Cipholio Deep Analysis: A Discussion on ZKVM Solutions and Future
Author: Yolo, Cipholio Ventures
TL; DR
ZK technology has two main use cases: privacy and scalability. When we discuss privacy, we use ZK technology to protect off-chain data from being accessed; when we discuss scalability, we use ZK to save on-chain computation space. For example, if I want to confirm that a certain account has 100 units of currency, the traditional blockchain method requires every node to verify it, while now I only need one node to find the most recent proof of a net inflow of 100 units, thus proving the account has 100 units. The difference is that the former requires extensive computation and proof, while the latter only requires off-chain proof.
The core trade-off in the development of ZKVM is whether to leverage the potential of ZK or to utilize the current developer resources. Focusing on leveraging ZK potential means hardware acceleration of CPU registers, reorganization of IR languages and assembly languages; while focusing on utilizing developer resources means addressing the issue of how to perform ZK proofs on the opcodes mapped from the bytecode after converting Solidity.
According to the modular blockchain perspective, L1 solves the consensus problem, L2 addresses computation and execution issues, and the DA layer resolves data availability and integrity issues. Due to ZK-type L2, its proof.
Designing specialized ZK apps using assembly language independently will face significant obstacles in future development due to low composability and decoupling capabilities. These solutions are incompatible with other ZK solutions' VMs, languages, and proofs, leading to considerable invocation difficulties.
Dependency on time-series transaction logs, data security, and proof integrity determines the reliability of execution. With most ZK solutions currently being closed-source, there is significant potential for development in ZK security auditing.
Since ZKP relies on off-chain data, handing it over to the DA chain would compromise data privacy. To balance data privacy and ensure ZK proof nodes do not act maliciously, new solutions are needed. We are optimistic about future secure computing solutions like MPC/FHE.
As different circuits continue to mature, ZK proofs may also see efficiency improvements and specialization, and hardware acceleration solutions for ZK proofs, as well as specialized ZK miners, may emerge.

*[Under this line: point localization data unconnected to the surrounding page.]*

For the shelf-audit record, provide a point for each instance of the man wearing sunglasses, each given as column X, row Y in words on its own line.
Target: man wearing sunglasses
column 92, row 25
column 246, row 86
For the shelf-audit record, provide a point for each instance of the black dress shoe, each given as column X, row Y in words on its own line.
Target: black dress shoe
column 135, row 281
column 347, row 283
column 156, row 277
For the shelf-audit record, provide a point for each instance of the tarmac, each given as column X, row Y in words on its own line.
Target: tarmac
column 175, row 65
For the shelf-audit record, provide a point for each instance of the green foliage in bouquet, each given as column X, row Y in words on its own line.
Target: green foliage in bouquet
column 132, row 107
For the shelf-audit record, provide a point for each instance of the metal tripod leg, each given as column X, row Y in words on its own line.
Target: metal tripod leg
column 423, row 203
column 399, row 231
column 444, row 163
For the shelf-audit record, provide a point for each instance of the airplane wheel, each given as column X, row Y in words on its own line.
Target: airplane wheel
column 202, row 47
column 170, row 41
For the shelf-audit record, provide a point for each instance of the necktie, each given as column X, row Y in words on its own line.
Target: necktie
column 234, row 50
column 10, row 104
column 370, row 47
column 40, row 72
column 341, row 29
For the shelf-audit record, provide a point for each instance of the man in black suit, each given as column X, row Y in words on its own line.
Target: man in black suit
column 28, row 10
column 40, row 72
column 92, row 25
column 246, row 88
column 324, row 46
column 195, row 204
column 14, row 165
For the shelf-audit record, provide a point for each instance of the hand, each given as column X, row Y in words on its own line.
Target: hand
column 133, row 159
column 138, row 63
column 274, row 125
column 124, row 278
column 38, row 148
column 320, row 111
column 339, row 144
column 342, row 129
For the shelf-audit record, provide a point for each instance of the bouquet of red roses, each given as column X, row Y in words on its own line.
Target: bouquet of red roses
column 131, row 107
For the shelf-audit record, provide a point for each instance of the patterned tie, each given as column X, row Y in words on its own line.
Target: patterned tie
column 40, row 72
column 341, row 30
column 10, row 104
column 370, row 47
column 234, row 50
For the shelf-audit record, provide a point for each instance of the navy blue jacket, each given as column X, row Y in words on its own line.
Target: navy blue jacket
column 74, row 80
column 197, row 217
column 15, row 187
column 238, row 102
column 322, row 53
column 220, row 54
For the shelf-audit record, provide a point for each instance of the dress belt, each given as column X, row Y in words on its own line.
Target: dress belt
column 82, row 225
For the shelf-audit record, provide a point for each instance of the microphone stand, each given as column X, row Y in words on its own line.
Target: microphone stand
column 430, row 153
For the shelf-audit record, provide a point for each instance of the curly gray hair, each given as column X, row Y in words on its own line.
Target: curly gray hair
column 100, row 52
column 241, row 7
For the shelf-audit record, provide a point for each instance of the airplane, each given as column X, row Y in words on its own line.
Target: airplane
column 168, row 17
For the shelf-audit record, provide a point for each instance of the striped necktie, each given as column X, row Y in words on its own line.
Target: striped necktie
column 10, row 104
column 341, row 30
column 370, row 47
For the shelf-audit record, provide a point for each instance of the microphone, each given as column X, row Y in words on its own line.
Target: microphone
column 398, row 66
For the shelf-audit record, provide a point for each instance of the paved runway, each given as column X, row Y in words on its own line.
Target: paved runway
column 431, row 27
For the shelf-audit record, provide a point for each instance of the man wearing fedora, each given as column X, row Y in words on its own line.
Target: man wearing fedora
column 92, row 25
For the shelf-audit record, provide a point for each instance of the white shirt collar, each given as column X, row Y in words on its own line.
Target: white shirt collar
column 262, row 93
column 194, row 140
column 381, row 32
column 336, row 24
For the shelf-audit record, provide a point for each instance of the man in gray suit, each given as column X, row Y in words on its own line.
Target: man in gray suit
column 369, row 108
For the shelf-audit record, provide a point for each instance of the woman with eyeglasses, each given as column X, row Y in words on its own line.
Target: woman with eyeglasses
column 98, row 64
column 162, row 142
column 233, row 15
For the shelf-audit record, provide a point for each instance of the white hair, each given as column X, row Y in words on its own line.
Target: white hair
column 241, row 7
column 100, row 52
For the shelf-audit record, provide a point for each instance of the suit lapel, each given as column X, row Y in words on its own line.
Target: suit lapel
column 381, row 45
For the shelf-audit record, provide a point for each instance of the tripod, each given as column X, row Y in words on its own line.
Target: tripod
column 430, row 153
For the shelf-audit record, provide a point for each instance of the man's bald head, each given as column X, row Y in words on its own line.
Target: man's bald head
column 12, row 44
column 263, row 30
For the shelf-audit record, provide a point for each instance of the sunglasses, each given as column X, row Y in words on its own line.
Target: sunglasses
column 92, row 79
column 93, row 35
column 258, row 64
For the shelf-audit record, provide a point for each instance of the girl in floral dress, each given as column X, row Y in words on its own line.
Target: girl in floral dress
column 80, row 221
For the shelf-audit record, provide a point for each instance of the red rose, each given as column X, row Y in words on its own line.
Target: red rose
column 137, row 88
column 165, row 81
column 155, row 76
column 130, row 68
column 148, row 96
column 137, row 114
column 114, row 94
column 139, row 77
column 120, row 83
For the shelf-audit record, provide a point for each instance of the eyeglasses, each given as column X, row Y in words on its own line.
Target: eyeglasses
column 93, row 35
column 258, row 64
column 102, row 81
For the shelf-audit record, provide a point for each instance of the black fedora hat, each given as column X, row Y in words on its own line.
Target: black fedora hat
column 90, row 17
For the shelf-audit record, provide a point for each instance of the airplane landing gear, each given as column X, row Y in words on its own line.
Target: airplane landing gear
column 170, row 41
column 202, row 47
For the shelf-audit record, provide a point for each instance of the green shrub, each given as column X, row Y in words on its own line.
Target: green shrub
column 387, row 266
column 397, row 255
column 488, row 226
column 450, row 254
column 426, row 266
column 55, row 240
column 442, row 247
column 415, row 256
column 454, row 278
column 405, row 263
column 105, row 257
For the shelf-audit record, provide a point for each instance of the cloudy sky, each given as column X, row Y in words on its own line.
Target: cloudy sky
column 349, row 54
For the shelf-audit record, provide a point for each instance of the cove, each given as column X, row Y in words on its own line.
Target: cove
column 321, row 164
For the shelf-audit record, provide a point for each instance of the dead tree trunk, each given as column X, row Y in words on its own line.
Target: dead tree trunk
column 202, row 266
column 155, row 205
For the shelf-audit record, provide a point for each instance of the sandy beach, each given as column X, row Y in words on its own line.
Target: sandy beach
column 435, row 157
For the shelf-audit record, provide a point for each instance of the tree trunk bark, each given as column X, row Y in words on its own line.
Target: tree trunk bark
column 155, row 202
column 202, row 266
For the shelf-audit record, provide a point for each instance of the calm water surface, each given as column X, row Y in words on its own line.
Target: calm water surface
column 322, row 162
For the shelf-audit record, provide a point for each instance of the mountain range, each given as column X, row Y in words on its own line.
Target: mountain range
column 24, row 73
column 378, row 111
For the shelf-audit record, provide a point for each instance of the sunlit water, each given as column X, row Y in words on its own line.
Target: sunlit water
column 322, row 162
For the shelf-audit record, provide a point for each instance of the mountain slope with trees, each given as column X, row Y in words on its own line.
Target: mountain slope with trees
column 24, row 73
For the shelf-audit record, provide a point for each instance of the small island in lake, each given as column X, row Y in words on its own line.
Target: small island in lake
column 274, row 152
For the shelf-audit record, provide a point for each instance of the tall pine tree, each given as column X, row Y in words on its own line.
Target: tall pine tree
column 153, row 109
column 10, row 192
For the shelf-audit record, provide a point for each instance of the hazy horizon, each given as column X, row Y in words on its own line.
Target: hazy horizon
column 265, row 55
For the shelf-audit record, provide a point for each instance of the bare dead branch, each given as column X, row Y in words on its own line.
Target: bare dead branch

Limitations of ZKP experience. Typical issues include: the constraint system cannot effectively constrain data, facing inadequacy when proving complex intersecting propositions; private data leaks, treating private data as public; attacks on off-chain data, "metadata-attack" at the contract layer; malicious behavior of ZK proof nodes, etc.
In the short term, the security of ZK solutions is limited; currently, much consensus is still based on the self-discipline of off-chain nodes, lacking a series of necessary tools (testing, proof, etc.) to ensure the security of the off-chain environment.
Overview
ZK technology has always been difficult to discuss fully due to its complex terminology. This article will focus on analyzing ZK technology and its application scenarios from the perspective of ecological development, describing the current competitive landscape related to ZK, and envisioning future development directions. This article focuses on:
- What are we discussing when we talk about ZK technology? (Knowledge foundation; institutional investors can start reading from the second part.)
- How to view the development patterns and structure of gzkvm (generalized zk vm) from a technological development perspective?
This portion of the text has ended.